Like that, dry soybean grains are turned into yoghurt and special meat food that can be enjoyed with rice, matooke or any other food of choice. To this end, one kilogramme of soybean which costs about Shs2,000 is transformed into value added products worth between Shs9,000 and Shs20,000, achieving value added that is more than fivefold.
A litre of yoghurt goes for Shs5,200 as the factory price, 400 millilitres Shs1,600 and a 250 gram cup for Shs1,500. So far the entrepreneur estimates to have invested Shs25m in production equipment.
Still the company can do more and if it were not for the limitations, the entrepreneur says that their wish list includes branching into extruded snack products, fruit flavoured soy milks, soy ice creams, soy cheeses, textured soy products and animal feed from soy milk residues.
The current range of products is currently sold in retail outlets right from the high-end stores in Kampala to its suburbs and neighbouring districts including Mukono, Entebbe and Wakiso.
They would like to further grow the company’s monthly and annual sales revenue, attract investors and also graduate from the food technology business Incubation centre to the Namanve Industrial Park where government has allocated land for scale-up of start-ups like theirs.

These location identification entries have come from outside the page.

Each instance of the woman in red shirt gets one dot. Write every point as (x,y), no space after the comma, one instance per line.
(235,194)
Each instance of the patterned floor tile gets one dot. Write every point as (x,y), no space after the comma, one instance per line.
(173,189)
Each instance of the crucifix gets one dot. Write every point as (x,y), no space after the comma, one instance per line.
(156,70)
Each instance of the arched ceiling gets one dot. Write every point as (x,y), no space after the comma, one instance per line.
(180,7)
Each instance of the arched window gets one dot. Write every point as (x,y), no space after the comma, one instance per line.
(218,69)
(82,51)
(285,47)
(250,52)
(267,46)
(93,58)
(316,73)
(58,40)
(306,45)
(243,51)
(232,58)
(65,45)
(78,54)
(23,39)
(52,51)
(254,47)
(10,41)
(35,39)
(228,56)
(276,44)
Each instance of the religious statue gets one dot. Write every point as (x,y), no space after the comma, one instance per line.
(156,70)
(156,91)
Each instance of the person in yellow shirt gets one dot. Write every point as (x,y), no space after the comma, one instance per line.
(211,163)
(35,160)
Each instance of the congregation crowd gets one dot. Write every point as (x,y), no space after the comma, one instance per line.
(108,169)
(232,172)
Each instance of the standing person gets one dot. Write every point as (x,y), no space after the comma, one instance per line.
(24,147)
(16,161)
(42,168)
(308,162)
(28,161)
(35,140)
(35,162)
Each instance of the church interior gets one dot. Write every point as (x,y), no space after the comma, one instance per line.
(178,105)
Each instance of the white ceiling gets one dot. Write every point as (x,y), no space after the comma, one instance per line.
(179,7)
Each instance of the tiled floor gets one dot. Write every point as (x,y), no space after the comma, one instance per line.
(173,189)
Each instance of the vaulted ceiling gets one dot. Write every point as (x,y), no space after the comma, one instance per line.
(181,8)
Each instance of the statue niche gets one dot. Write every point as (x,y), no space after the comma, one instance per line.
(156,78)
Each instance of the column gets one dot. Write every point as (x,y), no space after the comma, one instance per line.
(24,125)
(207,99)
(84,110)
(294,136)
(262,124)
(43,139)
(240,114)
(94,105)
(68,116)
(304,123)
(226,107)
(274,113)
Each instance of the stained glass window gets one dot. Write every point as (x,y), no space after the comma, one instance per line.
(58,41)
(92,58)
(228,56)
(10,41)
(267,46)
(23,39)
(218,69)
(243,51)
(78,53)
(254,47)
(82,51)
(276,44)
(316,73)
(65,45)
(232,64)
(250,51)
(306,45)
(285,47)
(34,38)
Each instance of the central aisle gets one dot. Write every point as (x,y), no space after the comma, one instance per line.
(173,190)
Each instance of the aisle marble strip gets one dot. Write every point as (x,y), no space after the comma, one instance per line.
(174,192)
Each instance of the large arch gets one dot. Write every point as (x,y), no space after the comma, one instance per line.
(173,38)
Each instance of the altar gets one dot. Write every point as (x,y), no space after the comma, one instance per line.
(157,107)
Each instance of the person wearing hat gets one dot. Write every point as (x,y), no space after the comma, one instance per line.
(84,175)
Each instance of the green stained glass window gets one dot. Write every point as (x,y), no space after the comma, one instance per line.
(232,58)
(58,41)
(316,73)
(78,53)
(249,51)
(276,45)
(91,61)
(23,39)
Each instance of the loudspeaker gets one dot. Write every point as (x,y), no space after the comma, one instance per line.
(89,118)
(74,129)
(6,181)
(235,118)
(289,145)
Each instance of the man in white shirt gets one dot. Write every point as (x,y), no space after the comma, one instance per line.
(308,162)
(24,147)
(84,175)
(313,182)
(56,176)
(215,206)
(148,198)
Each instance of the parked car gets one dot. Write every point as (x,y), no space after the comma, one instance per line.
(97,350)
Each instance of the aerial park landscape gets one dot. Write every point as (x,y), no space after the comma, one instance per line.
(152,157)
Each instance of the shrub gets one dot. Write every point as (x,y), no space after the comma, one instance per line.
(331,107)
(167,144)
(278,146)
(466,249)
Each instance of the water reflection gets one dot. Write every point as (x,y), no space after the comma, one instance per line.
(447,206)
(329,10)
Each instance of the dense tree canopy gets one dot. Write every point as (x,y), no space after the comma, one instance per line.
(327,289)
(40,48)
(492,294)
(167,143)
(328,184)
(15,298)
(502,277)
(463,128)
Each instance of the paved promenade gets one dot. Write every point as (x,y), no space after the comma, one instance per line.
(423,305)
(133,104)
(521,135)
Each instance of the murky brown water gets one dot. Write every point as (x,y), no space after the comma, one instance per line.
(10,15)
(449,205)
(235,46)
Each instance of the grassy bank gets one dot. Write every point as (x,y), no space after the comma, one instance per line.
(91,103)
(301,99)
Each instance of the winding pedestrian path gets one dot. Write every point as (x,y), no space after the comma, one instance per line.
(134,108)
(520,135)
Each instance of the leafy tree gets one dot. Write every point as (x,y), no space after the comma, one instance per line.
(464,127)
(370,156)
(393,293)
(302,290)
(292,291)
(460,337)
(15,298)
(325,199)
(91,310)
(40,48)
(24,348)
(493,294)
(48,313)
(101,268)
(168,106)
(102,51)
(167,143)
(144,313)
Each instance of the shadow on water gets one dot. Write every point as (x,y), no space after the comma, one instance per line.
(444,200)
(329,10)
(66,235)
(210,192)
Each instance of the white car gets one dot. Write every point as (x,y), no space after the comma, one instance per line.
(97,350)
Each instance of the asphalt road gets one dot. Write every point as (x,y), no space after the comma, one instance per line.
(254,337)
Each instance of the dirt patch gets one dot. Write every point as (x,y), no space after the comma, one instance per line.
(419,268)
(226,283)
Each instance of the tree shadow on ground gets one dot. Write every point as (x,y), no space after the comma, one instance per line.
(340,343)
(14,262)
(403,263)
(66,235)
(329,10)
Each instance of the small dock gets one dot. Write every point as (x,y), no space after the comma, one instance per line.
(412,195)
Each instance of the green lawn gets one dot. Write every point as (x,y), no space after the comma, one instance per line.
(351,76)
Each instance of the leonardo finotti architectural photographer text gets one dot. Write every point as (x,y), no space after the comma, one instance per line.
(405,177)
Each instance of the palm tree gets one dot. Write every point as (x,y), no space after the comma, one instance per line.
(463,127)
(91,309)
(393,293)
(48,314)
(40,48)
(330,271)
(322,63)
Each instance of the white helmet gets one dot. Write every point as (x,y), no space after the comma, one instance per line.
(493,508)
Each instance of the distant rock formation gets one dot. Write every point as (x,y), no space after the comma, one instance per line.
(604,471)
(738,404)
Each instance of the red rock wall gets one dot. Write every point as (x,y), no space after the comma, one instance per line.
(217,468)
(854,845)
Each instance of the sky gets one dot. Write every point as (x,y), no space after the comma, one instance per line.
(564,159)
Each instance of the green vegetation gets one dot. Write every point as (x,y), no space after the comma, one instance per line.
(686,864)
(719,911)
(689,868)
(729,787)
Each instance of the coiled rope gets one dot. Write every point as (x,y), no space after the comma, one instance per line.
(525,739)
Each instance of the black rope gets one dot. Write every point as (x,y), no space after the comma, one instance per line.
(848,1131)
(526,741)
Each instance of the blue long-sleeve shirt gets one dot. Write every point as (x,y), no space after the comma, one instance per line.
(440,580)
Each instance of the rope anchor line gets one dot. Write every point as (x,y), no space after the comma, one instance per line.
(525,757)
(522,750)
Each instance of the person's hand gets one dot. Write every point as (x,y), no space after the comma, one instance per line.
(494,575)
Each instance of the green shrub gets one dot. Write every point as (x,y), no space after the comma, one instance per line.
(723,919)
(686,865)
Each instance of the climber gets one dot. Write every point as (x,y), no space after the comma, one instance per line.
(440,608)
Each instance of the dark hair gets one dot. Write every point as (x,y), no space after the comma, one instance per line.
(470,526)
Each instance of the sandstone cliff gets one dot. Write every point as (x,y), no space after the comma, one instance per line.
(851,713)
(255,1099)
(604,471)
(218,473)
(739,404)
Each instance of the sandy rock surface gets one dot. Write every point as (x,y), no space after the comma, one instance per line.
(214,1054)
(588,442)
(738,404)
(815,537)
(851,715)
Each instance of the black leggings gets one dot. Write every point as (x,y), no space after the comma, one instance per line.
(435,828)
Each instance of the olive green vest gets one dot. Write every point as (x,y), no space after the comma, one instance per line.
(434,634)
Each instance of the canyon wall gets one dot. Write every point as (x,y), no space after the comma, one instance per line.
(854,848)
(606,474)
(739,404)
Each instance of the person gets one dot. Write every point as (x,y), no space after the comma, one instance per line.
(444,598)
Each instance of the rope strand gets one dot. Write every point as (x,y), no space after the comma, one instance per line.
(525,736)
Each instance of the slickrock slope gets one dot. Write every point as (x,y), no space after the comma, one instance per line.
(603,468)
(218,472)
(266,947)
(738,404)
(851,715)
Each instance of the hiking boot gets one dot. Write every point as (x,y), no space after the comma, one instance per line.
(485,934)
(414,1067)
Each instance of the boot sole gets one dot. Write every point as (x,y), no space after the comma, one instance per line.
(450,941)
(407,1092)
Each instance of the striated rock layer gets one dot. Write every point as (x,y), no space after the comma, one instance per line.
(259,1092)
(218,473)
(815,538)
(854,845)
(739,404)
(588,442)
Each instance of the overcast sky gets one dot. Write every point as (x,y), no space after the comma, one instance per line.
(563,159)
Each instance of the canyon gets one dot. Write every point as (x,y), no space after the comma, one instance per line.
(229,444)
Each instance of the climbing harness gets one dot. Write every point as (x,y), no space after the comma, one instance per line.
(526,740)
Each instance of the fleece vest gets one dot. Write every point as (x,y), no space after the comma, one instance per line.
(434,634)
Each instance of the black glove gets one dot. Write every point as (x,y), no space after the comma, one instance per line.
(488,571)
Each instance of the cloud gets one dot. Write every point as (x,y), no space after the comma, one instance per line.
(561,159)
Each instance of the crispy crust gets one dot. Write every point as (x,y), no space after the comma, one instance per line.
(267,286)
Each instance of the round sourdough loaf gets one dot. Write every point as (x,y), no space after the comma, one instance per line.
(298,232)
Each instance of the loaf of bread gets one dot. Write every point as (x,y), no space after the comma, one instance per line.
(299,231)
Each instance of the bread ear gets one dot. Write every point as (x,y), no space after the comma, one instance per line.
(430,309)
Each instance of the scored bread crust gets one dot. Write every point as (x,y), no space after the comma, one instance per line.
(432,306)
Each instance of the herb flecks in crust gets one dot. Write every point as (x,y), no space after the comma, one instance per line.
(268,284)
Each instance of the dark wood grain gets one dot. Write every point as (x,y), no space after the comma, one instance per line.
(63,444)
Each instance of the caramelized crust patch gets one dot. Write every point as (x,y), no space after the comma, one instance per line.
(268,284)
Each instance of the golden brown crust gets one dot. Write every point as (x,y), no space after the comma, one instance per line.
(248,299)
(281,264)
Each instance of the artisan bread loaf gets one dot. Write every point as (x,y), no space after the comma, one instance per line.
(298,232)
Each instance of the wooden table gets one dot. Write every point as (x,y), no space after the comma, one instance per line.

At some point in the future, the entrepreneurs expect to start exporting products into the regional market.
Among plans in place to realise the projections is to improve the internal control systems of the company “We are also looking at attainment of the Uganda National Bureau of Standards (UNBS) quality certification within the next three months. Also, we would like to adopt an aggressive market development and market penetration strategy supported by an increased production capacity.”
Also, there is a plan to obtain venture capital partners focused on growth and expansion of the entrepreneurs’ operations. With the company’s steps, there has been technological growth too, from a genesis of research and development work since its formation.
“For instance, we started out by pressing the whey out of soymilk with use of stones and the process would be done over 12 hours. Today, we use an air compressor based pressing system, which delivers a final product in 10 minutes only.”
Packaging has improved from plastic pouches to packaging in branded cups and jerrycans.
There are currently 13 employees, five permanent in production, three in sales and marketing and five support staff that cut across the company operations.
Ssali attributes the 11-year journey to the team. “Even when things are bad and some people leave, I have had staff who have stood by me in times of market failure, bad debts, bad seasons, lost clients and tough loans to pay. Secondly, the support of the Food Technology Business Incubation centre has been key in helping us hold up in business. We would not have achieved anything without the support of the centre,” he further explains.